2. Prove that the algorithm preserves the invariant.
3. Prove that when the algorithm stops, the invariant implies the required output.

For loops, also show that the loop eventually terminates. For recursion, show that each recursive call is made on a smaller problem.

Example: Maximum Element

Consider the standard algorithm for finding the maximum value in a nonempty array.

max_value(A):
  best = A[0]

  for i = 1 to n - 1:
    if A[i] > best:
      best = A[i]

  return best

The key invariant is:

At the start of each iteration with index i,
best is the maximum value in A[0..i-1].

At initialization, before the first iteration, best = A[0]. The prefix A[0..0] contains only one element, so the invariant holds.
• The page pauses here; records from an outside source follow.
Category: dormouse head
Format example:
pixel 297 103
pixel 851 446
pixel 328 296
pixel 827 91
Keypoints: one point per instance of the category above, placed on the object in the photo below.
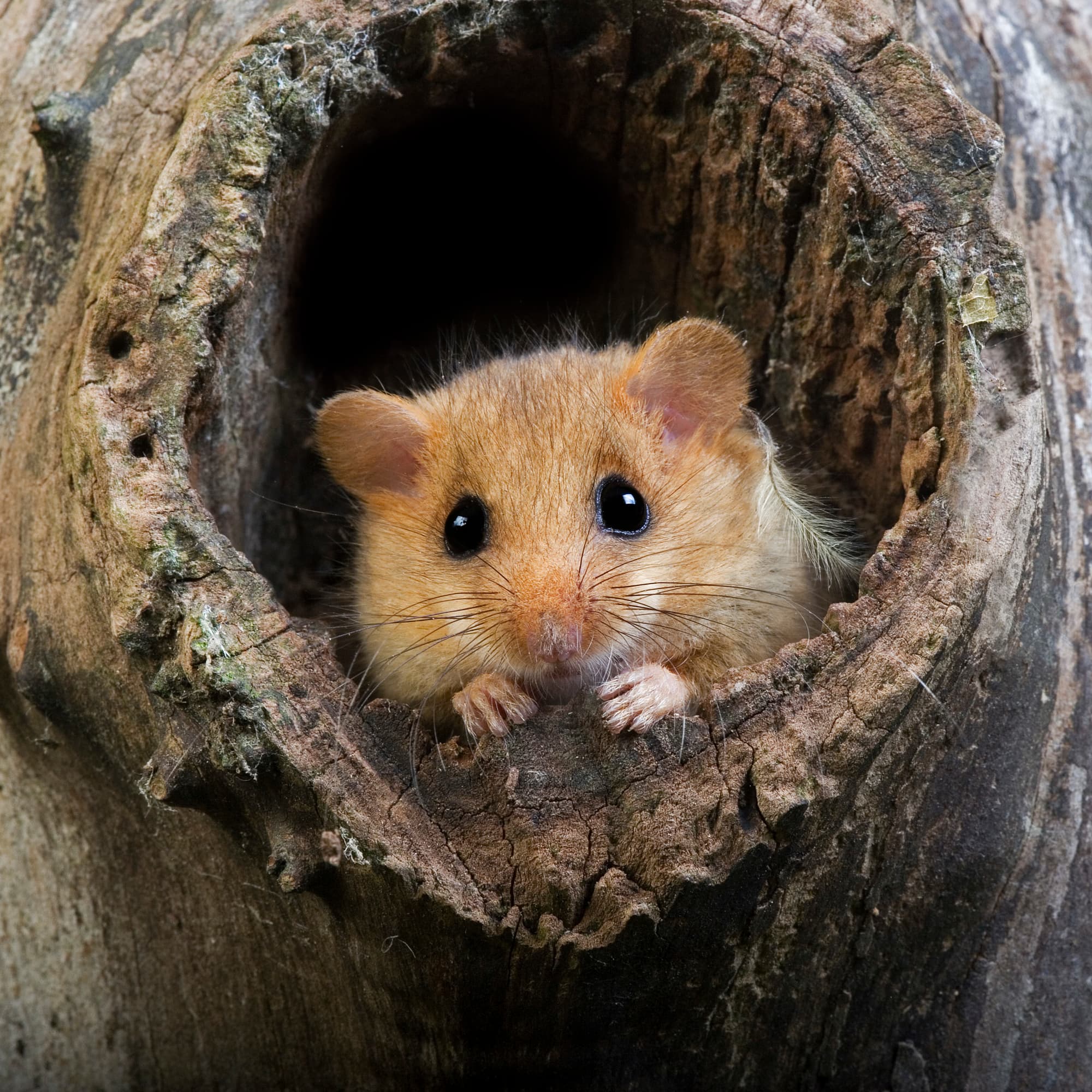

During an iteration, the algorithm compares A[i] with best. If A[i] is larger, it becomes the new best value. If not, the old best value remains the maximum. In both cases, after the iteration, best is the maximum value in A[0..i].

When the loop ends, every element has been processed. The invariant then says that best is the maximum value in A[0..n-1], which is exactly the required output.

The loop terminates because i increases by one each iteration and is bounded above by n - 1.

Example: Linear Search

Suppose you want to find whether a value x appears in an array.

contains(A, x):
  for i = 0 to n - 1:
    if A[i] == x:
      return true

  return false

A useful invariant is:

At the start of iteration i,
x does not appear in A[0..i-1].

At the start, i = 0, and the prefix A[0..-1] is empty. The statement holds vacuously.

If the loop reaches index i, then the algorithm has already checked all earlier positions and found no match. If A[i] == x, returning true is correct because the algorithm has found a witness. If A[i] != x, then x does not appear in A[0..i], so the invariant is preserved for the next iteration.

If the loop finishes without returning, the invariant says that x does not appear in the whole array. Returning false is correct.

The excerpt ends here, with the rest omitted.